Important: These tests are only a subset of the all the tests that we will use to evaluate and grade your project. You should write additional test cases on your own to check the complete functionality of your implementation. Given the simplicity of our checkpointing scheme, we will not release any local tests for it.
Development Hints
To ensure your implementation does not have memory leak, you can run the test with Valgrind.
cd build make lock_manager_test valgrind --trace-children=yes \ --leak-check=full \ --track-origins=yes \ --soname-synonyms=somalloc=jemalloc \ --error-exitcode=1 \ --suppressions=../third_party/valgrind/valgrind.supp \ ./test/log_manager_test
Instead of using printf
statements for debugging, use the LOG_*
macros for logging information like this:
LOG_INFO("# RID: %s", rid->ToString().c_str()); LOG_DEBUG("Evict page %d", page_id);
To enable logging in your project, you will need to reconfigure it like this:
cd build cmake -DCMAKE_BUILD_TYPE=DEBUG .. make
The different logging levels are defined in src/include/common/logger.h. After enabling logging, the logging level defaults to LOG_LEVEL_INFO
. Any logging method with a level that is equal to or higher than LOG_LEVEL_INFO
(e.g., LOG_INFO
, LOG_WARN
, LOG_ERROR
) will emit logging information.
Using assert to force check the correctness of your implementation. For example, when you try to delete a page, the page_count
must be equal to 0. And when you try to unpin a page, the page_count
must be larger than 0.
Using a relatively small value of page size at the beginning test stage, it would be easier for you to check whether you have done the logging & recovery in the correct way. You can change the page size in configuration file (src/include/common/config.h).
Grading Rubric
Each project submission will be graded based on the following criteria:
- Does the submission successfully execute all of the test cases and produce the correct answer?
- Does the submission execute without any memory leaks?

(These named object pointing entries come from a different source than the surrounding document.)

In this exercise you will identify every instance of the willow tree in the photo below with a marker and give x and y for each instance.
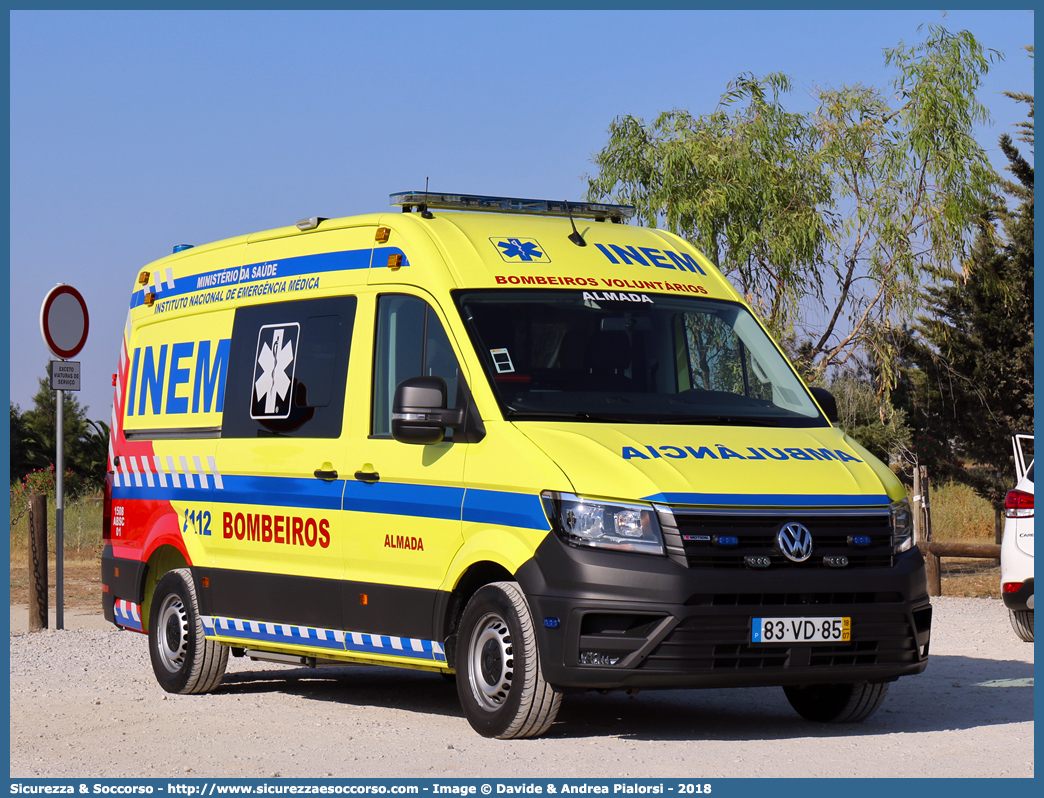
(829, 223)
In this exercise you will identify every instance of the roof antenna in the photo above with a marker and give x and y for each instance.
(575, 237)
(423, 207)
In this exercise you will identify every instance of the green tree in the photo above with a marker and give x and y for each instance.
(32, 440)
(972, 383)
(881, 189)
(27, 451)
(43, 420)
(859, 413)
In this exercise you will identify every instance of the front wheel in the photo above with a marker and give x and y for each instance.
(183, 660)
(836, 703)
(1022, 623)
(499, 680)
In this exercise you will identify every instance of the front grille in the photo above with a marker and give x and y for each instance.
(756, 533)
(722, 642)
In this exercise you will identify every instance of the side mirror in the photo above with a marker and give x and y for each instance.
(827, 402)
(419, 413)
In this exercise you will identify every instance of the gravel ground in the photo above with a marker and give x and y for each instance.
(84, 703)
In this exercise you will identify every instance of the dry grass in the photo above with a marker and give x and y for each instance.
(958, 514)
(82, 583)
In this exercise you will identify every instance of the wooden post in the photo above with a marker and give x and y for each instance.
(38, 562)
(932, 565)
(916, 510)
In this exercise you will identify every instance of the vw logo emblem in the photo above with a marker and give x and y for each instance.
(795, 542)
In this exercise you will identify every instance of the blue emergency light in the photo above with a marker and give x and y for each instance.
(429, 200)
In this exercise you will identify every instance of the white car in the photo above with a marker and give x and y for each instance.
(1017, 547)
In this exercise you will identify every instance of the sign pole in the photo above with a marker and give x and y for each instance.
(64, 323)
(60, 513)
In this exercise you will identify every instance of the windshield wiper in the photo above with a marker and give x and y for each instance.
(732, 420)
(567, 416)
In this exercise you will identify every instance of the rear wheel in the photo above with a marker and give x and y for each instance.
(1022, 623)
(499, 680)
(836, 703)
(183, 660)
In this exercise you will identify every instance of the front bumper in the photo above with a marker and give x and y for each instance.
(669, 626)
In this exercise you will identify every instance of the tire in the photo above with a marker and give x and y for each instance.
(1022, 623)
(499, 680)
(183, 660)
(836, 703)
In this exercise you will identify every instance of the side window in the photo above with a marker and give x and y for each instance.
(410, 342)
(288, 369)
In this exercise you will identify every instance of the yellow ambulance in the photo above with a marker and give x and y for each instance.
(521, 442)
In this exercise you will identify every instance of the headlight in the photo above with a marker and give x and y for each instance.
(603, 524)
(902, 526)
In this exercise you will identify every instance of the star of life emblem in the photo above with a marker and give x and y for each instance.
(274, 371)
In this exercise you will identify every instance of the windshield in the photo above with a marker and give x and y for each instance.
(633, 357)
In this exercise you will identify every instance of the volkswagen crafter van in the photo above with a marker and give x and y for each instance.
(518, 441)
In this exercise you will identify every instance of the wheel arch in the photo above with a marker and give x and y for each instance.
(451, 608)
(164, 558)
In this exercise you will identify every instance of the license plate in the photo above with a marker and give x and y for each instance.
(801, 630)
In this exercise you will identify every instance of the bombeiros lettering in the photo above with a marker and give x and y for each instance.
(284, 530)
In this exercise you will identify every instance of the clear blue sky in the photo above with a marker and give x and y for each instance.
(133, 132)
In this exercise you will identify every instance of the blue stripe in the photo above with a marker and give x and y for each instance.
(400, 498)
(246, 633)
(311, 638)
(772, 499)
(277, 491)
(287, 267)
(504, 509)
(451, 503)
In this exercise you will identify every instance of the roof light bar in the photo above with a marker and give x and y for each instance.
(599, 211)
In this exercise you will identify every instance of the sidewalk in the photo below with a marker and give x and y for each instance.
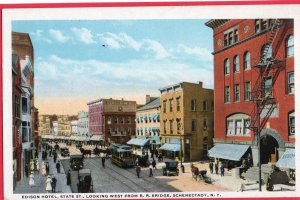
(23, 187)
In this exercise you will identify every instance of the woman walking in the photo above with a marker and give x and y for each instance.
(48, 184)
(31, 179)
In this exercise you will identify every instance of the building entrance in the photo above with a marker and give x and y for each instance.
(269, 149)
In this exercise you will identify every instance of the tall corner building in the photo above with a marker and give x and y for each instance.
(254, 88)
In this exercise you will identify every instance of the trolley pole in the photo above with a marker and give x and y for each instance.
(258, 147)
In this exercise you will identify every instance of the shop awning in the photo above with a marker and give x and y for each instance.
(138, 142)
(97, 138)
(287, 160)
(170, 147)
(228, 151)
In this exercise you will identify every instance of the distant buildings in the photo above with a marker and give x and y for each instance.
(24, 112)
(113, 120)
(254, 59)
(83, 123)
(186, 120)
(148, 121)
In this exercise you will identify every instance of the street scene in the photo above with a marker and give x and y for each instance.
(122, 109)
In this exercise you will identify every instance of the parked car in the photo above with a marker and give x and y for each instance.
(170, 168)
(76, 161)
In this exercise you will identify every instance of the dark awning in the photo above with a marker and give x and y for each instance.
(228, 151)
(287, 160)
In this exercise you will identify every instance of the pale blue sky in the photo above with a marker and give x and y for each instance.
(79, 61)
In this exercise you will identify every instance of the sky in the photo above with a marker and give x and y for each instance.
(78, 61)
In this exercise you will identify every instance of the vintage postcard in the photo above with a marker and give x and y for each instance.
(150, 101)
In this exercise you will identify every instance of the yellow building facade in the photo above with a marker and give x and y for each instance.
(186, 120)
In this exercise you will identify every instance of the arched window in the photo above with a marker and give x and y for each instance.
(290, 46)
(247, 60)
(236, 63)
(227, 67)
(238, 124)
(267, 51)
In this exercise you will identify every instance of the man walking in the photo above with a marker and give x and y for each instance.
(138, 170)
(58, 167)
(103, 161)
(150, 170)
(53, 184)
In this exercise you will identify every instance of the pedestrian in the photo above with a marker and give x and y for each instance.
(103, 161)
(53, 184)
(44, 172)
(216, 167)
(58, 167)
(47, 168)
(154, 164)
(48, 184)
(211, 167)
(69, 177)
(31, 179)
(150, 170)
(138, 170)
(54, 157)
(222, 170)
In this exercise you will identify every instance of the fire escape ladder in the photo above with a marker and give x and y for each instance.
(262, 93)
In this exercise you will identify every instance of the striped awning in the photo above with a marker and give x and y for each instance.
(97, 138)
(228, 151)
(287, 160)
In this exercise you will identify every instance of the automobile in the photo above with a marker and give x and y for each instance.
(170, 168)
(76, 161)
(85, 182)
(64, 152)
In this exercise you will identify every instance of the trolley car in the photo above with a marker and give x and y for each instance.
(122, 156)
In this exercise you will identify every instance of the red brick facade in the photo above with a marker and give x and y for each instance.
(241, 37)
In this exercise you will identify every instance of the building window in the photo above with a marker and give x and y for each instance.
(227, 67)
(128, 120)
(238, 127)
(247, 91)
(24, 105)
(165, 126)
(247, 60)
(193, 105)
(292, 123)
(237, 92)
(178, 124)
(165, 106)
(230, 38)
(236, 63)
(268, 86)
(227, 94)
(171, 126)
(205, 124)
(178, 103)
(291, 88)
(257, 25)
(17, 109)
(290, 46)
(225, 40)
(230, 127)
(264, 24)
(246, 127)
(171, 105)
(194, 125)
(204, 105)
(236, 35)
(116, 120)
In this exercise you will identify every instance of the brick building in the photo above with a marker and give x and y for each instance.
(113, 120)
(254, 58)
(22, 47)
(186, 120)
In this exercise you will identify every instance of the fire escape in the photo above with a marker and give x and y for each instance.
(262, 93)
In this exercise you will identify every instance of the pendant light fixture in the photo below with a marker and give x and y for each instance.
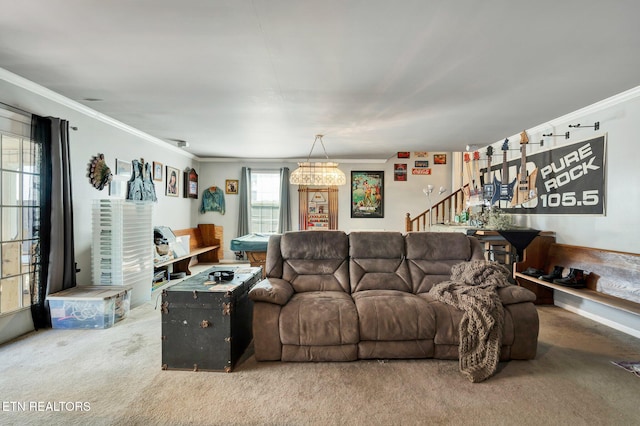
(318, 173)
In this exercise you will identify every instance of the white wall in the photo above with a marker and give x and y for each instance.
(400, 197)
(617, 230)
(100, 135)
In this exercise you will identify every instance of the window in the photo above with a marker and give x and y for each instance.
(265, 201)
(20, 164)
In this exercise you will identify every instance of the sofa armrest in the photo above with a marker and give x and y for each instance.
(272, 290)
(515, 294)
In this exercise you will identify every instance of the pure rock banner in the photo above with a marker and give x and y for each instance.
(569, 179)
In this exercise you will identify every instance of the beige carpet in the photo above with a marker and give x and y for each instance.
(116, 374)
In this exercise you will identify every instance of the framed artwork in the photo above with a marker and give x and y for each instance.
(190, 184)
(157, 171)
(439, 158)
(120, 183)
(400, 172)
(173, 182)
(367, 194)
(231, 186)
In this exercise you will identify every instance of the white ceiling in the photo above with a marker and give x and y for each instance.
(260, 78)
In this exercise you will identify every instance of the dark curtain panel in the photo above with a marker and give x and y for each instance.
(284, 221)
(244, 195)
(57, 254)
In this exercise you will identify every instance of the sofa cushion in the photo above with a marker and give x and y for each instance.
(272, 290)
(430, 256)
(389, 315)
(316, 260)
(377, 262)
(319, 318)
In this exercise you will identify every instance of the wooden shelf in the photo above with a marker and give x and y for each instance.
(588, 294)
(181, 264)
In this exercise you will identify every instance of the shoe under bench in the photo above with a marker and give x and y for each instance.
(613, 280)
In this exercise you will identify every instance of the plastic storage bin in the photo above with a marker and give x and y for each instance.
(88, 307)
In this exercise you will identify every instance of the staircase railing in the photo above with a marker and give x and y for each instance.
(441, 212)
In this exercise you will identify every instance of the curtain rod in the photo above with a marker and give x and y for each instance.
(24, 112)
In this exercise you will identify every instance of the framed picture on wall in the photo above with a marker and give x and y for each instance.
(439, 158)
(367, 194)
(173, 182)
(400, 172)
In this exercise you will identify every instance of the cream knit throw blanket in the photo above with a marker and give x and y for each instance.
(473, 289)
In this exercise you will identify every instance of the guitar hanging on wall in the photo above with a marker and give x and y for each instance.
(466, 189)
(526, 181)
(476, 173)
(487, 186)
(503, 191)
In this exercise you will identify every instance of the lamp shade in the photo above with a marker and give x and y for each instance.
(317, 174)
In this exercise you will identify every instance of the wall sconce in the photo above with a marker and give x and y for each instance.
(566, 135)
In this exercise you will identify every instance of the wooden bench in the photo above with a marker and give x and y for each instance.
(204, 246)
(613, 280)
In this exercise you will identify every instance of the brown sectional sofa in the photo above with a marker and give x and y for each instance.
(329, 296)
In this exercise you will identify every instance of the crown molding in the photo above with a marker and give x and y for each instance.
(49, 94)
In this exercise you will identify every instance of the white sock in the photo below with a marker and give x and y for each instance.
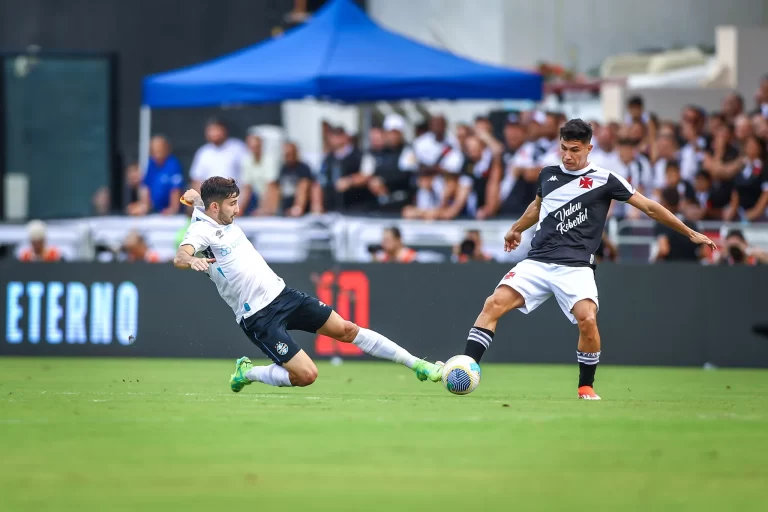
(382, 347)
(272, 375)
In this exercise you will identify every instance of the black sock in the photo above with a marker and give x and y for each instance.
(587, 366)
(478, 341)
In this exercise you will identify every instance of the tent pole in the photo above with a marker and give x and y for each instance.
(145, 129)
(366, 112)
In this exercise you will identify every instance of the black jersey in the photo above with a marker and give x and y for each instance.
(574, 207)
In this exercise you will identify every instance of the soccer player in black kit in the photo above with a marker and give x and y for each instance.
(569, 215)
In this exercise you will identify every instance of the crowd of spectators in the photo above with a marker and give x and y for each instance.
(703, 166)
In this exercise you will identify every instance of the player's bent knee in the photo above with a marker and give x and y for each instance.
(305, 376)
(350, 332)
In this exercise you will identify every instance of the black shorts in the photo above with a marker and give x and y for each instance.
(291, 310)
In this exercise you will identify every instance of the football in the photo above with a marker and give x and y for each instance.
(461, 375)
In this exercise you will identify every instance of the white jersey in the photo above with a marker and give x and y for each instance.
(242, 277)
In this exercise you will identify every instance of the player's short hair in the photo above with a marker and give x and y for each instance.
(395, 232)
(576, 130)
(216, 189)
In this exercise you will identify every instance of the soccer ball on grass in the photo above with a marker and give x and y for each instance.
(461, 375)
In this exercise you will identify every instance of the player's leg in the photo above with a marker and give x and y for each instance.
(377, 345)
(576, 293)
(292, 366)
(588, 349)
(523, 288)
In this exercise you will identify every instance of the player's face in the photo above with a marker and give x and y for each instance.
(228, 210)
(574, 153)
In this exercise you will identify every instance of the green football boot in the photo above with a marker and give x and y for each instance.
(428, 371)
(238, 380)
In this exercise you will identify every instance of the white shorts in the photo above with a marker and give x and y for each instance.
(537, 281)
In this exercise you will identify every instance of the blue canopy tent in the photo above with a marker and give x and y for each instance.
(339, 55)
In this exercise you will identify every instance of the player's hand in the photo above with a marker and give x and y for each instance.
(201, 264)
(701, 239)
(512, 240)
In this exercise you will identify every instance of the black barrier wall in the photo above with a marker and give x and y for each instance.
(649, 315)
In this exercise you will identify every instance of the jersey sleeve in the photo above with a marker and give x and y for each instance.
(196, 236)
(618, 188)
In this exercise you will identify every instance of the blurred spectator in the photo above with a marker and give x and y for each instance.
(684, 188)
(702, 185)
(463, 131)
(673, 246)
(692, 152)
(164, 177)
(665, 150)
(749, 198)
(521, 176)
(733, 107)
(391, 168)
(636, 111)
(341, 186)
(260, 172)
(137, 193)
(392, 248)
(470, 249)
(220, 156)
(135, 249)
(736, 251)
(604, 152)
(294, 183)
(38, 249)
(438, 155)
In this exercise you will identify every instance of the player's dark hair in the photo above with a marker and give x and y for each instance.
(736, 233)
(395, 232)
(576, 130)
(671, 196)
(217, 189)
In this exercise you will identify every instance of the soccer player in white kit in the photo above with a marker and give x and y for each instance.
(569, 213)
(264, 307)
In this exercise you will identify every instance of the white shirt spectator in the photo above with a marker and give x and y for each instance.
(225, 160)
(428, 151)
(259, 174)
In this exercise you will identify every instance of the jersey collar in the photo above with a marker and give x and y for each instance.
(575, 173)
(199, 214)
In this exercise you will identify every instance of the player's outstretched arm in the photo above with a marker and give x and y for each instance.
(528, 219)
(660, 214)
(185, 258)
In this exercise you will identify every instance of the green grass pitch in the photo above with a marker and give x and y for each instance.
(168, 435)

Note that we will use additional test cases that are more complex and go beyond the sample test cases that we provide you.
Late Policy
See the late policy in the syllabus.
Submission
After completing the assignment, you can submit your implementation to Gradescope:
You only need to include the following files:
- Every file for Project 1 (6 in total) (this includes buffer_pool_manager.h/cpp)
- Every file for Project 2 (10 in total)
- Every file for Project 3 (2 in total)
- src/logging/log_manager.cpp
- src/include/logging/log_manager.h
- src/logging/log_recovery.cpp
- src/include/logging/log_recovery.h
- src/logging/checkpoint_manager.cpp
- src/include/logging/checkpoint_manager.h
- src/concurrency/transaction_manager.cpp
- src/include/concurrency/transaction_manager.h
You can submit your answers as many times as you like and get immediate feedback. Your score will be sent via email to your Andrew account within a few minutes after your submission.
Collaboration Policy
- Every student has to work individually on this assignment.
- Students are allowed to discuss high-level details about the project with others.
- Students are not allowed to copy the contents of a white-board after a group meeting with other students.
- Students are not allowed to copy the solutions from another colleague.
WARNING: All of the code for this project must be your own. You may not copy source code from other students or other sources that you find on the web. Plagiarism will not be tolerated. See CMU's Policy on Academic Integrity for additional information.